Since the GTX 470 Golden Sample supports voltage regulation via software, we used MSI’s Afterburner v.1.6.0 beta5 to push the GPU to 800MHz (1000mV). The memory couldn’t catch up with the GPU so we lowered it from 965MHz to 950MHz. Note however that in order to get 800MHz on the GPU, we had to push the fans to maximum RPM. We must admit that the fans were unbearably loud, but they did the job well and managed to keep the GPU at 92°C.


Gainward GTX 470 GS’ out-of-the-box temperatures linger around 87°C, which is 6°C lower than on the reference GTX 470. This is clear proof that Gainward did a good job, and that its cooling is clearly superior to Nvidia’s.

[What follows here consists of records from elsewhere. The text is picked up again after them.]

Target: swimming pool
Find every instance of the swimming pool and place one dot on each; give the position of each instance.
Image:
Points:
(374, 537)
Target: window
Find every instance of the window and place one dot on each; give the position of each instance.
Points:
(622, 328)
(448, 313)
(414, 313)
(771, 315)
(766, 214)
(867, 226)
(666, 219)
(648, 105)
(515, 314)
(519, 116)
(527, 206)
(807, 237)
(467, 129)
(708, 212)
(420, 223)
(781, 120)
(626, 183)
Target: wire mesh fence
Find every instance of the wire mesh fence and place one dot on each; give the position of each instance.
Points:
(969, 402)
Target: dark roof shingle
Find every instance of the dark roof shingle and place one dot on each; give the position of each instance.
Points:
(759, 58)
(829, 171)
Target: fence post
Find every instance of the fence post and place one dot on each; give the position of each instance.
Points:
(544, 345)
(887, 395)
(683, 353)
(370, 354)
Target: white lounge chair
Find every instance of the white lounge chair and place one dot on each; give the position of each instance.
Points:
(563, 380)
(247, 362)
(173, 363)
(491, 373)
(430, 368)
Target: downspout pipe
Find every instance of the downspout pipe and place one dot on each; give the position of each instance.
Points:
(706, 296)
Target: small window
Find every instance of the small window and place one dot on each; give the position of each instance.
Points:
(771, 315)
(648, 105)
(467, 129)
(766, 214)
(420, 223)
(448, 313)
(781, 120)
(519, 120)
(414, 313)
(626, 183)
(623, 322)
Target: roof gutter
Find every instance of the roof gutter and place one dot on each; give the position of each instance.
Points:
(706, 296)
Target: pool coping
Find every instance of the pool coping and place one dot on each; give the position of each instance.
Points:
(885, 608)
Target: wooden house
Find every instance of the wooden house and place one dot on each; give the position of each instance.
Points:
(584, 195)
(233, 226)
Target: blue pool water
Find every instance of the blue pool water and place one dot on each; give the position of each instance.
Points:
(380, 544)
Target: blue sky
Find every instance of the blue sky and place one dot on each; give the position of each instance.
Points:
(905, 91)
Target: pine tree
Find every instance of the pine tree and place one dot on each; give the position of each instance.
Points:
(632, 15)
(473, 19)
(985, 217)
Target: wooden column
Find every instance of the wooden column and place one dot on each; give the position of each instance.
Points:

We already said that this cooler can use four heatpipes, one more than it has on the GTX 470 GS. If the cooler had the additional heatpipe, we suspect that temperatures would be lower and the fans could make less noise. This way, the GTX 470 GS was only slightly quieter than the reference – meaning you’ll easily hear it, although it’s not unbearably loud. We measured 44°C in idle mode whereas the reference GTX 470 has 43°C.

Gainward GTX 470 GS is only 3.6% faster than the reference version in FurMark, but our overclocking (800MHz GPU and 950MHz memory) resulted in 20.9% better scores. Overclocking the GTX 470 GS provided us with 16.7% better results.


Vantage Performance gives us the result of the day – the overclocked Gainward GTX 470 Golden Sample manages to beat the GTX 480. In this test, overclocking boosted the GTX 470 GS results by 25.3%.


Power Consumption

In idle mode, Gainward’s GTX 470 Golden Sample card consumes about the same as the reference GTX 470.

Our entire rig with the GTX 470 GS card cozily sitting inside, consumed maximum 433W in 3D. Additional overclocking pushed the consumption to 524W. 3D consumption is expectedly higher compared to the reference card (395W), since the Golden Sample card is overclocked.

Unfortunately for the green team, Radeon HD 5850 is much better in this respect as our test rig consumed 308W with 5850 inside. Idle operation again sees the HD 5850 take the cake as our test rig drew about 146W. The same scenario with the GTX 470 resulted in 149W whereas the GTX 470 Golden Sample drew 152W.


Gainward GTX 470 Golden Sample is the first nonreference GTX 470 we received and it did pretty well on our tests. The card comes preoverclocked to 650MHz for the GPU and 850MHz for the memory, which isn’t a radical change from the reference clocks (607MHz GPU, 837MHz memory), but it’s enough for the card to score up to 5% better than the reference card.

One of the points where Gainward’s Golden Sample takes the cake compared to the reference card is the cooling. Gainward’s GTX 470 GS comes with a more efficient cooling solution which is good enough to cool the GPU overclocked to 800MHz, which was our maximum overclock.

Superior cooling almost always spelss nice overclocking potential, but the cooling isn’t much quieter than the reference cooling in auto mode. This, however, doesn’t mean that the noise is unbearable but rather that you’ll hear it when sitting next to the computer. Thankfully, the Gainward Golden Sample’s GPU ran about 6°C cooler, so you can always sacrifice some thermals to get some more silence.

Gainward GTX 470 Golden Sample’s pricing isn’t fixed yet, but we were told it should be priced some €15 to €20 more than reference GTX 470 cards.

So let’s recap – nice overclocking potential, superior cooling and a better set of video outs than on the reference card are the main things that make Gainward’s GTX 470 Golden Sample stand out of the crowd. If you’re looking to buy a GTX 470, you might want to wait for Gainward’s GTX 470 Golden Sample, and if the pricing is indeed €15 to €20 more, you won’t regret the wait.